Health secretary Jeremy Hunt said it “was not credible” for the junior doctors’ leader to call for further talks or offer to suspend next week’s all out strike unless both sides discussed Saturday pay.
In a letter to Dr Johann Malawana he said that the two-day strike next week “will put patients in harm’s way.”
He told Malawanea, chairman of the British Medical Association’s (BMA) junior doctors’ committee, that anyone who decides “to withdraw potentially lifesaving care for patients is making a choice to do so”.
In the letter he outlined 75 negotiating meetings with the committee over the last three years and said the Department of Health (DH) had made 73 concessions.
He said the DH is now offering a premium rate for the whole of Saturday working.
Malawana had written offering to avert strike action if the government lifts the imposition of the new contract.

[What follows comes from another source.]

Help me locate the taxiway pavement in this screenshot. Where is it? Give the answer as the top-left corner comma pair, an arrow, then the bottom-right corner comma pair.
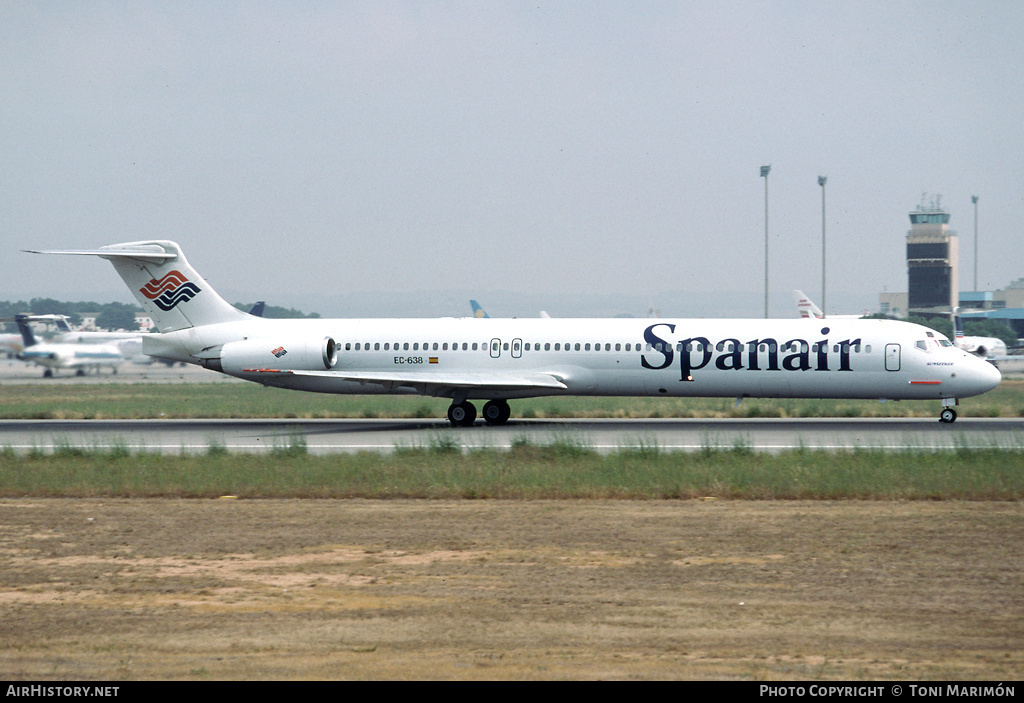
2,416 -> 1021,454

He told Hunt he is “happy to meet or discuss this offer with you at any time between now and the start of next week’s industrial action.”
Junior doctors will be withdrawing all services, including emergency care between 8am and 5pm next Tuesday (26 April) and Wednesday (27 April).
Hunt responded: “Given your previous positions and our understanding of the outstanding issues, it is simply not credible to call for further contractual talks or offer to suspend industrial action whilst still refusing to discuss Saturday pay.”
He said: “It is not possible to change or delay the introduction of this contract without creating unacceptable disruption for the NHS.”
Malawana said: “The imposition of this contract is tremendously damaging to the morale of junior doctors and medical students and has resulted in a complete breakdown of trust between doctors and the government.”
Professor Terence Stephenson, the chairman of the General Medical Council issued a statement, warning doctors that “taking thousands of doctors out of emergency frontline care in England is unprecedented and cannot be done without putting patients at greater risk of harm”.
He said 24,000 operations have been cancelled over the previous four walkouts.
He advised junior doctors to “carefully consider the impact it will have on patients – both the cumulative effect and the additional risks created by withdrawing emergency cover”.